Patent claim chart (mapping the supplied claims into infringement elements)

Key Takeaways

• US 5,753,618 protects a tightly defined octreotide acetate parenteral liquid system: 88% lactic acid, specific ratio ranges, sodium hydrogen carbonate adjusted to pH 4 to 4.5, and mannitol in isotonic sterile water, within a “consisting of” framework.
• The formulation claims are narrow enough that design-around strategies using different lactic acid strength, pH/buffering system, tonicity agents, or ingredient sets can move an accused product outside literal scope.
• The breast cancer and dopamine agonist co-administration claims add regimen specificity, increasing the importance of real-world prescribing and label/indication alignment.
• The most credible infringement pathways are products that match all of Claim 1 parameters and use them for breast cancer treatment, with dopamine agonist co-therapy to trigger Claim 6.

FAQs

1) What pH range does US 5,753,618 require for octreotide acetate + lactic acid formulations?
Claim 1 requires pH 4.0 to 4.5; Claim 4 further fixes pH at 4.2.

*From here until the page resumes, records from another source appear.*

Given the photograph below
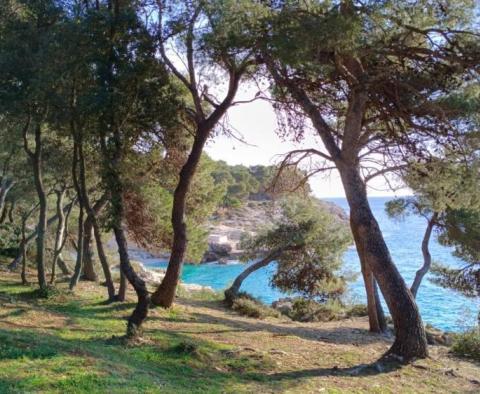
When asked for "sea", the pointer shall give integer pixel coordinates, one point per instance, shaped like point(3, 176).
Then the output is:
point(442, 308)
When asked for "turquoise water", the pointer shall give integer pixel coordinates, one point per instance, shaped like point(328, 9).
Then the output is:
point(442, 308)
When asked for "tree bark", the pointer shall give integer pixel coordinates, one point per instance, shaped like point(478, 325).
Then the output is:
point(135, 321)
point(380, 314)
point(10, 212)
point(427, 257)
point(37, 164)
point(4, 214)
point(60, 237)
point(89, 273)
point(5, 186)
point(374, 320)
point(165, 293)
point(24, 253)
point(232, 292)
point(104, 262)
point(81, 219)
point(410, 340)
point(63, 266)
point(122, 291)
point(79, 261)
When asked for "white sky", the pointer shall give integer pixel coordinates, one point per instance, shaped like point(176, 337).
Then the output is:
point(256, 123)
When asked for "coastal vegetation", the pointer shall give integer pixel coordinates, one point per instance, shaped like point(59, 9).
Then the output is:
point(106, 108)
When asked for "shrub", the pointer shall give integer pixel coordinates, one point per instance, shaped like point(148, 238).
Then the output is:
point(467, 344)
point(305, 310)
point(247, 305)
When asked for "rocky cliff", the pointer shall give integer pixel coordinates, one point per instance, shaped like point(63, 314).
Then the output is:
point(228, 226)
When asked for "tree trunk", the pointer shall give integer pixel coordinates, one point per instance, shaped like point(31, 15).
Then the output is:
point(63, 266)
point(88, 261)
point(135, 321)
point(427, 257)
point(5, 186)
point(380, 314)
point(232, 292)
point(10, 212)
point(122, 291)
point(89, 272)
point(81, 220)
point(375, 321)
point(60, 233)
point(4, 214)
point(79, 262)
point(24, 253)
point(104, 262)
point(42, 198)
point(18, 258)
point(410, 340)
point(165, 293)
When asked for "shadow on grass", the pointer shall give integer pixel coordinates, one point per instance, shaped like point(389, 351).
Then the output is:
point(173, 361)
point(337, 335)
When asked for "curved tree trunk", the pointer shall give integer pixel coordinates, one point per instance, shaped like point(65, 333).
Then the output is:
point(59, 236)
point(380, 314)
point(63, 266)
point(80, 193)
point(376, 320)
point(78, 263)
point(232, 292)
point(5, 185)
point(88, 261)
point(165, 293)
point(10, 212)
point(427, 257)
point(89, 272)
point(24, 253)
point(135, 321)
point(410, 340)
point(18, 258)
point(122, 291)
point(36, 158)
point(104, 262)
point(4, 213)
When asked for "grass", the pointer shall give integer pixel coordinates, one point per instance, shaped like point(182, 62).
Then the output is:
point(246, 305)
point(467, 344)
point(70, 343)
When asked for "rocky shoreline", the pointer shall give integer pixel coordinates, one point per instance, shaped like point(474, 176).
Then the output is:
point(228, 226)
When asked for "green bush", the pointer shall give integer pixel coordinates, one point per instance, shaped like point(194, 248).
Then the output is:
point(305, 310)
point(467, 344)
point(247, 305)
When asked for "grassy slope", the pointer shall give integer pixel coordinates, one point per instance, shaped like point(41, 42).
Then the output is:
point(69, 344)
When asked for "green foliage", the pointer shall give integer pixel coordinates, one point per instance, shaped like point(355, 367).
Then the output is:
point(257, 182)
point(247, 305)
point(461, 229)
point(308, 243)
point(467, 344)
point(305, 310)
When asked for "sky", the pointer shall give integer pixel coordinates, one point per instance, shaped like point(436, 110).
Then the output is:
point(256, 124)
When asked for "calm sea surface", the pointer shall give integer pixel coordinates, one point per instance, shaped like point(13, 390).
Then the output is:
point(442, 308)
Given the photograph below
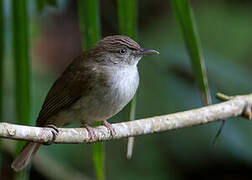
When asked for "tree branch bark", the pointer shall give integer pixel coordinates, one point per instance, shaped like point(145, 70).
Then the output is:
point(235, 106)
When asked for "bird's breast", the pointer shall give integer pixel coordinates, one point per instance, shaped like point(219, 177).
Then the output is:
point(113, 89)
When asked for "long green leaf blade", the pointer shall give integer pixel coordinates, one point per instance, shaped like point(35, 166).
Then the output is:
point(21, 67)
point(89, 22)
point(127, 18)
point(184, 14)
point(1, 68)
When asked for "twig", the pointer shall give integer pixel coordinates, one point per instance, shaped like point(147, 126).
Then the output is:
point(236, 106)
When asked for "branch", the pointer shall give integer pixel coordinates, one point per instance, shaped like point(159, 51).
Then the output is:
point(235, 106)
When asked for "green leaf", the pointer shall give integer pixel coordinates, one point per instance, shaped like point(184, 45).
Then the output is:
point(41, 4)
point(127, 18)
point(21, 67)
point(89, 22)
point(1, 67)
point(184, 14)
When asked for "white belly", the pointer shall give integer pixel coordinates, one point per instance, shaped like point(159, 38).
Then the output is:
point(105, 101)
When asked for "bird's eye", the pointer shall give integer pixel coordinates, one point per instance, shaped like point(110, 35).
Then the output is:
point(123, 51)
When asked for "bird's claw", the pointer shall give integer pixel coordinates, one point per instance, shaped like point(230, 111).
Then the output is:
point(90, 132)
point(110, 127)
point(248, 112)
point(54, 131)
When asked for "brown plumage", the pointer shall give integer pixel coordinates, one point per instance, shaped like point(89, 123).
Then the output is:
point(94, 87)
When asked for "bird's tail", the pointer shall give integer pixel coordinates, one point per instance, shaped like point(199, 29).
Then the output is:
point(25, 156)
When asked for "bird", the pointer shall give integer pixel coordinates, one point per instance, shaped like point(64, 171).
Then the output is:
point(94, 87)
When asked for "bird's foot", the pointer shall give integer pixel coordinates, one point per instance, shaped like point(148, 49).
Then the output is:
point(90, 132)
point(54, 131)
point(110, 127)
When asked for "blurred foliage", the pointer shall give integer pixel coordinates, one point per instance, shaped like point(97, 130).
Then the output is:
point(185, 17)
point(41, 4)
point(21, 68)
point(166, 86)
point(89, 21)
point(1, 68)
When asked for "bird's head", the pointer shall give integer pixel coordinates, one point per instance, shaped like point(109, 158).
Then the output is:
point(120, 50)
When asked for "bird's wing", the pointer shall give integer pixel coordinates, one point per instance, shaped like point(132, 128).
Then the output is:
point(67, 89)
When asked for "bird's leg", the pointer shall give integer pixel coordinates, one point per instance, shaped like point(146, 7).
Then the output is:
point(110, 127)
point(90, 131)
point(55, 132)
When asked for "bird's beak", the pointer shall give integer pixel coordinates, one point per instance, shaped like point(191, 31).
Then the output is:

2) Does the patent require 88% lactic acid specifically, or can other lactic acid strengths infringe?
Claim 1 specifies “88% lactic acid,” making lactic acid identity a key literal-scope variable.

3) What is the octreotide acetate-to-lactic acid ratio range in Claim 1?
Claim 1 covers 1 part octreotide acetate to 5 parts lactic acid up to 1 part octreotide acetate to 60 parts lactic acid.

4) What extra element does Claim 6 add beyond Claim 5?
Claim 6 requires co-administration with a dopamine agonist in the breast cancer treatment regimen.

5) How do Claims 2-4 narrow the formulation covered by Claim 1?
Claim 2 narrows ratio to 1:5 up to 1:40; Claim 3 sets octreotide 0.05-1 mg/mL and lactic acid 3 mg/mL; Claim 4 fixes pH at 4.2.

References

1. United States Patent 5,753,618. (Claim text provided in prompt).